Paul’s idea was to set up individual shops within big department stores to give a stable of up-and-coming designers such as Foale and Tuffin, Daniel Hechter, Emanuel Kahn, and Paco Rabanne a platform to sell clothes the likes of which people hadn’t seen before. It was all new, new, new! This is the model used now in all department stores, but Paul was the man who invented it. He was a retail genius and was even responsible for introducing Mary Quant to the American market during his brief stint at J. C. Penney.
Karl Rosen, the man who owned Puritan Fashions, lured Paul to New York City, in hopes that he could work the same magic there. Paul’s specific vision for New York was to cater to young, rich-girl society types and bring downtown uptown. And it wasn’t just for girls: boys could shop there, too . . . as long as they were skinny enough and didn’t mind their buttons and flies on the wrong side.
I had been working for Mademoiselle for nine months when on a Friday morning, Edie approached me to say that Paul had called her asking for names of interesting new designers. I wondered what this had to do with me. I wasn’t a designer, I just made clothes for the girls around the office and for my mail-order gig, but a real designer . . . me? Uh-uh. I certainly didn’t think of myself that way.
She went on to say that she had set up a meeting for me with Paul on the following Monday afternoon. I was shocked and told her, “But that only gives me the weekend to pull it together!”
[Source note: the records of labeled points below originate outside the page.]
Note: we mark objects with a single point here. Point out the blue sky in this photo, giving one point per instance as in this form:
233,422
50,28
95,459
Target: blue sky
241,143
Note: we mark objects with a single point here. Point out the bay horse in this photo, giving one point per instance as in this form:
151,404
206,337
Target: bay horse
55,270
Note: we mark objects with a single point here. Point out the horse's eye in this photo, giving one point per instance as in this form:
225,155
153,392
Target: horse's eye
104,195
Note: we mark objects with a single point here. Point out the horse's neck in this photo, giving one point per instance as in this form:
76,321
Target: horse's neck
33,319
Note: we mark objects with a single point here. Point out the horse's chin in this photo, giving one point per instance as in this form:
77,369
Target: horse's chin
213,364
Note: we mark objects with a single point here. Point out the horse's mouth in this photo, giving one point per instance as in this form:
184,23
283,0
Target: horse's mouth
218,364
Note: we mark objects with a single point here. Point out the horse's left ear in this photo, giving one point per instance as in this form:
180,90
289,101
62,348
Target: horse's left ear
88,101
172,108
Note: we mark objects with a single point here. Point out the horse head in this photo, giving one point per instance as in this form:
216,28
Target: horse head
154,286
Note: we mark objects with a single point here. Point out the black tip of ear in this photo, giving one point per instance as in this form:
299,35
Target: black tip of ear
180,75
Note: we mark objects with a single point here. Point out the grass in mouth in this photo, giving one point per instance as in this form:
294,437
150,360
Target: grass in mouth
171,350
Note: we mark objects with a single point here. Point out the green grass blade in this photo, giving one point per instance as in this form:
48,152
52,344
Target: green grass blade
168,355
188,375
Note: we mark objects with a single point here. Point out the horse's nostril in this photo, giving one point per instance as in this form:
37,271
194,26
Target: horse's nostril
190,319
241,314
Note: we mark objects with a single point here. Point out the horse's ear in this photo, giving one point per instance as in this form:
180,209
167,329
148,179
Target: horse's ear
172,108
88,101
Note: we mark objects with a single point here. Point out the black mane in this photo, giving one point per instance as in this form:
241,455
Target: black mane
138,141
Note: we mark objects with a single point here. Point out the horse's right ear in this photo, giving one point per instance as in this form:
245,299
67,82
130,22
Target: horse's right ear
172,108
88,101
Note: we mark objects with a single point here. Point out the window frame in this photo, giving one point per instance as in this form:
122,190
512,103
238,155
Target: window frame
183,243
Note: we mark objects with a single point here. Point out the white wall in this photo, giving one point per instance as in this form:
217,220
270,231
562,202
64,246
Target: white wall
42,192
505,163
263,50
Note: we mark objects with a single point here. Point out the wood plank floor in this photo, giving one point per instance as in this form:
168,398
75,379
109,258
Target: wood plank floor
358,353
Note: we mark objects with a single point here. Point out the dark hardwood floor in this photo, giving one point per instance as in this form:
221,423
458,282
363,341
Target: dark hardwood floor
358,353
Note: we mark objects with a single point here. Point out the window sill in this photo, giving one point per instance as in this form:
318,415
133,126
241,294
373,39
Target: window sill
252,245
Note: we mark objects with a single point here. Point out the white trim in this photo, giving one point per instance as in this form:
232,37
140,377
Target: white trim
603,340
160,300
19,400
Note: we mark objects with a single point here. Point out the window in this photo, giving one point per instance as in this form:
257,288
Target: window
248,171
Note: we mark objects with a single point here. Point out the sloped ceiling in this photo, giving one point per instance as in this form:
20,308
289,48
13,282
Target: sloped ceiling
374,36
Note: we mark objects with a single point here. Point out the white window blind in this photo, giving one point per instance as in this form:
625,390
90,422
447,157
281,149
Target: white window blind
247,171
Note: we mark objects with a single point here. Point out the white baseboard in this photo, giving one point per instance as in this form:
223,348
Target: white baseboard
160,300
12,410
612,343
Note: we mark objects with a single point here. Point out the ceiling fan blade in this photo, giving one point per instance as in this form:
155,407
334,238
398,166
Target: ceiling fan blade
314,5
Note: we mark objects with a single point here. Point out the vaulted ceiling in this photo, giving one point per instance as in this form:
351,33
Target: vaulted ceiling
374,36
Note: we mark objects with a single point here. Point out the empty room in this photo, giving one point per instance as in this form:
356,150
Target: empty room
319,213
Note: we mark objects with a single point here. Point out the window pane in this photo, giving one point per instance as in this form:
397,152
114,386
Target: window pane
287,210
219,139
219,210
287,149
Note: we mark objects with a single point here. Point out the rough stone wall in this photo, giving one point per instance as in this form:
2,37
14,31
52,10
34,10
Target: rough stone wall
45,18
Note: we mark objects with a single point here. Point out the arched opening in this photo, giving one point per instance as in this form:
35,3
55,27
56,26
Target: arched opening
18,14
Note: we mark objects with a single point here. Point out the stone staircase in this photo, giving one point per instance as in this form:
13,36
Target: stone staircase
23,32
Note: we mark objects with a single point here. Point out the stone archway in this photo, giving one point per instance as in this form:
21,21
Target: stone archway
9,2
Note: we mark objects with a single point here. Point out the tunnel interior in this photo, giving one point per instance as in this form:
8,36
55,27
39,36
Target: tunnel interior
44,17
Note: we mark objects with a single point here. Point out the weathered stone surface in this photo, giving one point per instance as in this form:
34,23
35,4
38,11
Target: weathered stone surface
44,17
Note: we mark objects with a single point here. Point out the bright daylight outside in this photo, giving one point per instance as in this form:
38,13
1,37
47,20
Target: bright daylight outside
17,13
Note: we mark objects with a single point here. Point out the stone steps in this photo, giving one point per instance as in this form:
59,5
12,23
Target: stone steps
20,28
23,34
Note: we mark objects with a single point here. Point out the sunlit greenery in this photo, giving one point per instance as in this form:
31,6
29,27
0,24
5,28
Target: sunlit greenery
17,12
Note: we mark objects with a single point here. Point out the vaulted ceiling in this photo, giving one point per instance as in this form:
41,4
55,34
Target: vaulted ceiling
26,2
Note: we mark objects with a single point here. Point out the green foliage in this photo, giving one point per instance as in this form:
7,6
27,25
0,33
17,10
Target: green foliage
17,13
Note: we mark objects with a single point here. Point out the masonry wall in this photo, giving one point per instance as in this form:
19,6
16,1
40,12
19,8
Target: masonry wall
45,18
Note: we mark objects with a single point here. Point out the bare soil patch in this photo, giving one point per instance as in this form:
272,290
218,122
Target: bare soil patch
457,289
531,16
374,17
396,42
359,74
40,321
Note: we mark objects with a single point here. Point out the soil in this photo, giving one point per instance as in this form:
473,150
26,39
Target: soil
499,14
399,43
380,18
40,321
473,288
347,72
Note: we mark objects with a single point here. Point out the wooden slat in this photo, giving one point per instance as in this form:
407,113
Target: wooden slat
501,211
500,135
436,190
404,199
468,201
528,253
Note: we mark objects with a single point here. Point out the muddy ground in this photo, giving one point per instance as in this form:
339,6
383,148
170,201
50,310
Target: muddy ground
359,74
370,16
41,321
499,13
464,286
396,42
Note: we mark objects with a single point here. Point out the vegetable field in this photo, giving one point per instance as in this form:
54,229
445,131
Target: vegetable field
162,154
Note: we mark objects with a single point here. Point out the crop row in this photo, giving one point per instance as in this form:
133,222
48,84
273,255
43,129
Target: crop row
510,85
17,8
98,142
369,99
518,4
“Oh,” she replied calmly, “I’m sure you can handle it.”
I didn’t know what to do first. I was already staying up until all hours working to keep up with my orders. How was I supposed to make anything new to show Paul!?
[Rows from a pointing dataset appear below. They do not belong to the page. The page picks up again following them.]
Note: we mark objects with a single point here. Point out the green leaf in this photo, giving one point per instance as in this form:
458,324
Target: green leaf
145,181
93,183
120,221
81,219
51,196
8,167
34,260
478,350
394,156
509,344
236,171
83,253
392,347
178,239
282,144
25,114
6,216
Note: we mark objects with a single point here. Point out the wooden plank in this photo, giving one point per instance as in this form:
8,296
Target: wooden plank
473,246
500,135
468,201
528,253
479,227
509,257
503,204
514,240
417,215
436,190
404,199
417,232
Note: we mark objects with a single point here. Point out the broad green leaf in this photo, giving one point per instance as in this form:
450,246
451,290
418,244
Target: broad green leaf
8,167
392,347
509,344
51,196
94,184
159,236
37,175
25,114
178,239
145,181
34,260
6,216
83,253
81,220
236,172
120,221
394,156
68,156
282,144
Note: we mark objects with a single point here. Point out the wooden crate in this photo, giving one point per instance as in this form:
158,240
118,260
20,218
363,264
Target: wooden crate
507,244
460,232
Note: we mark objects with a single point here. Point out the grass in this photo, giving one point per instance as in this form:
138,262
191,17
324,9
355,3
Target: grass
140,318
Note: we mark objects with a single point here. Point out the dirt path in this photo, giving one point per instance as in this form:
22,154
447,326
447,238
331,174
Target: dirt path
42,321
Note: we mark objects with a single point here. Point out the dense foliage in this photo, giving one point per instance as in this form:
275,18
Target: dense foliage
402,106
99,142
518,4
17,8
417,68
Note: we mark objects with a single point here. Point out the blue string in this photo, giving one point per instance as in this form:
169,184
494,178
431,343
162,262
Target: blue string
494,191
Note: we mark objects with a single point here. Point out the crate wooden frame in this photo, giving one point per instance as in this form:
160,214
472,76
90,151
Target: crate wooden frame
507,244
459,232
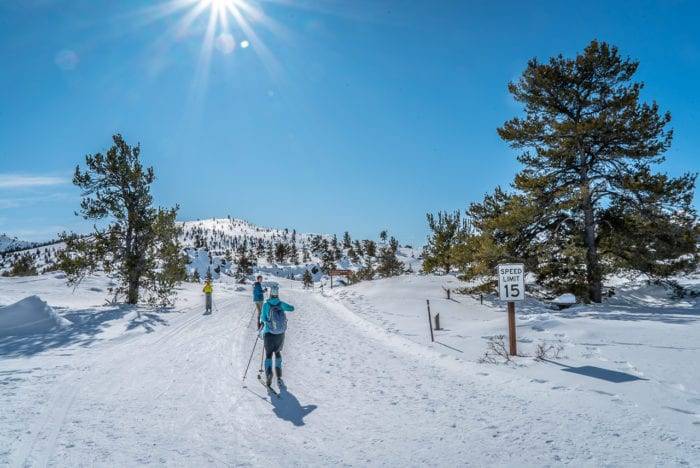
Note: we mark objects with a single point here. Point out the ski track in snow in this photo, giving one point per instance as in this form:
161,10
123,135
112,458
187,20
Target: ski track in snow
357,395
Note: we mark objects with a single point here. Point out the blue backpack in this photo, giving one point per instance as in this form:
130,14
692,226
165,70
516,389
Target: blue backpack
278,319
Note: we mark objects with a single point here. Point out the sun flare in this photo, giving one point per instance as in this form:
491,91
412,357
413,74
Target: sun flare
225,26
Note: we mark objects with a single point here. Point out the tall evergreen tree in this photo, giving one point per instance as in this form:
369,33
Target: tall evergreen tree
589,147
369,247
446,231
307,279
140,243
388,265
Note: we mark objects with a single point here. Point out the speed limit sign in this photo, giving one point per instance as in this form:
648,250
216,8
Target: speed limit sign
511,282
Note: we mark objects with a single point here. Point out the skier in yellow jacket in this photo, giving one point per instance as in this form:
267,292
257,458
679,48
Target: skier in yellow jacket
208,289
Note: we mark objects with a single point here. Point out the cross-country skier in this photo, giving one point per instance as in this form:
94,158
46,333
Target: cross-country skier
258,297
274,323
208,289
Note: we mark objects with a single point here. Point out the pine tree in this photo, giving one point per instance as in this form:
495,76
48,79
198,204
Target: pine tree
589,146
307,279
354,258
369,247
357,247
243,266
24,265
388,265
446,232
280,252
138,241
328,262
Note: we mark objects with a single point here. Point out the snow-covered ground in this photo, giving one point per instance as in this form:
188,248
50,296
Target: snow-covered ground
124,386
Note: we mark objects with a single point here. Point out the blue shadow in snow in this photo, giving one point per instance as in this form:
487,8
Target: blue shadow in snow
603,374
287,407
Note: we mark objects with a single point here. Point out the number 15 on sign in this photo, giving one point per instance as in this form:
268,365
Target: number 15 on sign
511,282
511,288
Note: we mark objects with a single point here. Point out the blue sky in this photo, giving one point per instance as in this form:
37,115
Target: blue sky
358,115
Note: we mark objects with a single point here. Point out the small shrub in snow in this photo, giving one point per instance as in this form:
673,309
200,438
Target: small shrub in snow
496,352
545,351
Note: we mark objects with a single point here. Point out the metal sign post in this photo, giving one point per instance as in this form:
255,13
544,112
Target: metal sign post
511,288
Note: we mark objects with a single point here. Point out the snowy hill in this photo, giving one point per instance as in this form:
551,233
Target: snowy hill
213,247
124,386
12,243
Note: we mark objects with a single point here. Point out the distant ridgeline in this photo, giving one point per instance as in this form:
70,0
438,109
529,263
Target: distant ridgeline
238,248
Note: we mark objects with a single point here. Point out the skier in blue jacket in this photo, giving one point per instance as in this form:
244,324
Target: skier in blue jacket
258,296
273,321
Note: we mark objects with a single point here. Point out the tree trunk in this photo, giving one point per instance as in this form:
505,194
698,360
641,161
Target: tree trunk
132,296
593,273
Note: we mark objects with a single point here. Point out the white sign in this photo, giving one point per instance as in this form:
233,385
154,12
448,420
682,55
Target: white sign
511,282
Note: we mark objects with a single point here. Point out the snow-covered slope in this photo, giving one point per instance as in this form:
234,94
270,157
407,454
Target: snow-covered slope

I had no time to waste, so I ran around the office and talked to every girl who had bought something from me. By then I had graduated from making the little crocheted tops to super-simple stretchy little dresses as well. I asked them to bring the clothes they had bought to the office on Monday morning so I could borrow them back for my interview. They were all excited for me and more than happy to help.
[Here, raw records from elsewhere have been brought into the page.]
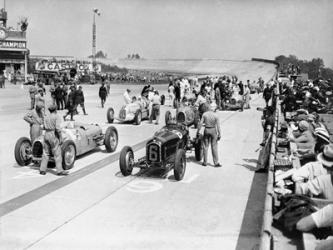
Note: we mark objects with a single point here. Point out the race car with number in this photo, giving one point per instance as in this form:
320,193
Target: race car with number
166,150
78,139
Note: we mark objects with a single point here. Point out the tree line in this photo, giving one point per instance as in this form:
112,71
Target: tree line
315,68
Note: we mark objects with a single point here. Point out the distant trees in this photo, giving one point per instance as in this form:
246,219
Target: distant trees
315,68
133,56
99,54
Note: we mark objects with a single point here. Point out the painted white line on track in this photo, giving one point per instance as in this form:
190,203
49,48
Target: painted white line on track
190,179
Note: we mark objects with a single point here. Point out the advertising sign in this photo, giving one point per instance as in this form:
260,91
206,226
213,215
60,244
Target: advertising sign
57,66
12,44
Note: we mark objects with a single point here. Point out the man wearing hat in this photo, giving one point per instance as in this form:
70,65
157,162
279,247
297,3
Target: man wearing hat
212,134
35,118
40,98
305,140
156,103
127,98
70,103
322,139
32,93
102,94
52,141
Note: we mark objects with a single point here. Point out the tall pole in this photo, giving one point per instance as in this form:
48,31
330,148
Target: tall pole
94,43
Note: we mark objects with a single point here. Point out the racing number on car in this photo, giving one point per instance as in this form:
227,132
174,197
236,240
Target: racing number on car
153,152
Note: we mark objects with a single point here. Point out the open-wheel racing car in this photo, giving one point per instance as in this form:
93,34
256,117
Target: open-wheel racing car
166,150
186,114
78,139
132,112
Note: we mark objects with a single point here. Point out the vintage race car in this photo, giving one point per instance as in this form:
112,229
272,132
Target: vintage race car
78,139
132,112
166,150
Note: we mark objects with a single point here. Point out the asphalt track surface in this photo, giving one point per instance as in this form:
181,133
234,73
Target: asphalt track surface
95,207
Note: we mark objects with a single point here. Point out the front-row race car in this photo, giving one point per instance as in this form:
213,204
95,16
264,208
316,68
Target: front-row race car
78,139
166,150
132,112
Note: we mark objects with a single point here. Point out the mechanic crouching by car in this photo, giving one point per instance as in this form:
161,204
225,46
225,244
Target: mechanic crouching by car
211,134
156,105
36,119
52,141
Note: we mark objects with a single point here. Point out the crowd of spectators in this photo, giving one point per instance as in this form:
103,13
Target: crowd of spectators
309,142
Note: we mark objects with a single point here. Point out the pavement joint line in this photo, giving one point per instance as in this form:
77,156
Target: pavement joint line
37,193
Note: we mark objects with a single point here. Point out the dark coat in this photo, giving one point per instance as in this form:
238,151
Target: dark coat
79,97
103,92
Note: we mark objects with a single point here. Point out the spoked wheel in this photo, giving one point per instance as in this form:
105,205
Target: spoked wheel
110,115
23,155
198,149
180,165
126,160
68,154
138,117
168,117
111,139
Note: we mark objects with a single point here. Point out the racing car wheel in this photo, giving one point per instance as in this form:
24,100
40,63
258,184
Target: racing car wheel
111,139
22,151
180,165
126,160
110,115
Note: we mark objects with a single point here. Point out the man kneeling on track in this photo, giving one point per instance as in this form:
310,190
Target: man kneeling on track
52,142
211,135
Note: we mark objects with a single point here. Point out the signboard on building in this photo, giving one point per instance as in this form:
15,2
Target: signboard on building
58,66
12,44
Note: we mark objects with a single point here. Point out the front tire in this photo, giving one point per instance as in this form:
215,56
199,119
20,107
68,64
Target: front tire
68,153
198,149
110,115
162,99
138,117
168,117
22,151
111,139
126,160
180,165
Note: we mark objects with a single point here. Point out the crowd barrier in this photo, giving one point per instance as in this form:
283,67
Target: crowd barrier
266,236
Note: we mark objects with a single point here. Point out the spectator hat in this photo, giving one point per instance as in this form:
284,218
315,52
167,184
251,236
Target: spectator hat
311,117
39,105
326,157
52,108
323,134
303,125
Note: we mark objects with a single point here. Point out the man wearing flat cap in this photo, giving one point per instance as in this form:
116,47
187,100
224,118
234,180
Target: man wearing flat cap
35,118
52,141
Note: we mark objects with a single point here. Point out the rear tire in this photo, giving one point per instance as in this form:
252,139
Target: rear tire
180,165
68,153
138,117
126,160
110,115
162,99
198,149
168,117
111,139
22,155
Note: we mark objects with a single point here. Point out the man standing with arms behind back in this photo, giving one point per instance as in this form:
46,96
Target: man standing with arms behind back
212,134
53,139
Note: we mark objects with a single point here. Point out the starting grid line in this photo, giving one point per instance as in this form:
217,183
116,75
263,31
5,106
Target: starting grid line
37,193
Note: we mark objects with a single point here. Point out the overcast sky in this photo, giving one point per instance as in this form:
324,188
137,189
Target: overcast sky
225,29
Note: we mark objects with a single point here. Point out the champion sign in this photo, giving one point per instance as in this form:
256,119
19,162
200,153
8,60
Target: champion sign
13,44
55,66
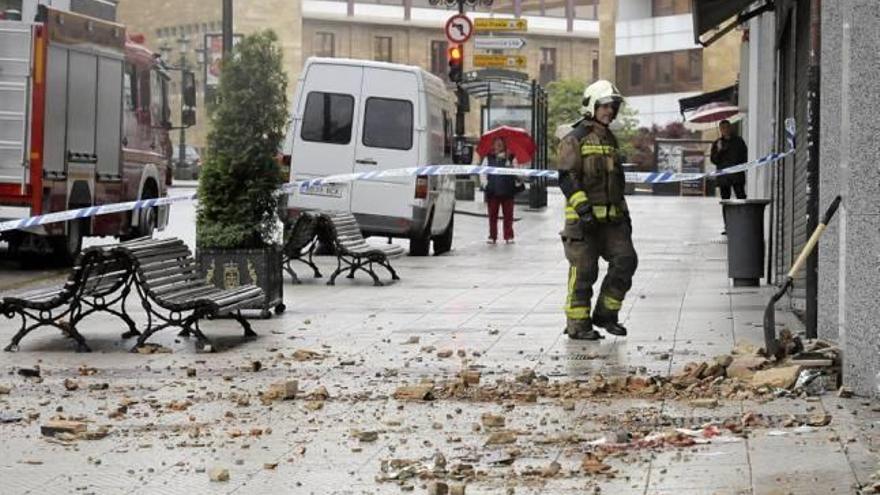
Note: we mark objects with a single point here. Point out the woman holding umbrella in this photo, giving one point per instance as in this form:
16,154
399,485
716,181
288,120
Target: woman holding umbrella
500,191
504,147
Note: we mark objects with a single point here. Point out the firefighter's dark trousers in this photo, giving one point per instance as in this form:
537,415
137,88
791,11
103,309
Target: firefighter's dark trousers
613,242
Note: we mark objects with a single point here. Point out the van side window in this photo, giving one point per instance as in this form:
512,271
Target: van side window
327,118
388,124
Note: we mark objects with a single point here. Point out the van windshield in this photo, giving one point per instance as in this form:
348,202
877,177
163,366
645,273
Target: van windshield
327,118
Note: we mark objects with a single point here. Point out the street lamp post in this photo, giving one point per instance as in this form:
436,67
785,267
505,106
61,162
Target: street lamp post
187,92
184,46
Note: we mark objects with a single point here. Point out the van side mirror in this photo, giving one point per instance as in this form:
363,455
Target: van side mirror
189,117
189,89
463,152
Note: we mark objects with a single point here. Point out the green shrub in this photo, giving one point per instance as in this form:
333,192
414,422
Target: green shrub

When I got home that night, I gathered up all the stuff I had made for myself and was kind of amazed at the amount of clothes. Maybe Edie was on to something. Maybe I was a designer.
I spent the entire weekend redrawing sketches of all the clothing I had made and did new sketches of things I planned to make, all done in crayon, which is how I always worked.
As you can imagine, the weekend passed in a blur. I think I might have slept as much as two hours each night, if I slept at all.
When I got to the office on Monday morning, all the girls whom I had asked to bring in clothes came by and dropped them off at the art department. I’d fold each dress or whatever the garment was neatly and add it to one of the suitcases I had brought in to lug them to Paul’s office.
When lunchtime arrived I was out the door like a shot to make my way to 1400 Broadway, the address Edie had given me. When I ran into her on my way out, she said, “I’d wish you luck, but you don’t need it.” Buoyed by her confidence, I briskly walked all the way to the Puritan offices.
It was an unusually hot day for so early in the summer, and I was sweating when I finally reached my destination. I was wearing one of the dresses I had made myself. It was short but not too short—that would come later. It was also brightly colored but not too bright—that would come later as well. It wasn’t at all crazy, like some of the sketches I had done. I thought it was better to err on the side of conservative . . . or at least my version of what conservative was.
I had just had my hair cut in the Vidal Sassoon style. Not that I could afford to have my hair cut at the salon. I was actually dating a hairdresser from Sassoon who gave me the haircut at his apartment. I remember he used his chrome toaster instead of a mirror to see how he was doing. With my outfit and new do, I thought I was looking every inch the savvy New York designer.
I gazed up at the tall building smack-dab in the middle of the Garment District. Edie had told me that Puritan owned the entire building as well as other buildings in the area. I think she wanted to impress upon me just how huge an organization it was. But I was more intimidated than impressed and wondered again if I really could work as a fashion designer. As intimidating as that possibility was, it was also exciting. It had been quite the crazy year. First the contest, then the eye-opening trip to London, the job at Mademoiselle, and now this interview. I must have had more than one lucky star shining down on me.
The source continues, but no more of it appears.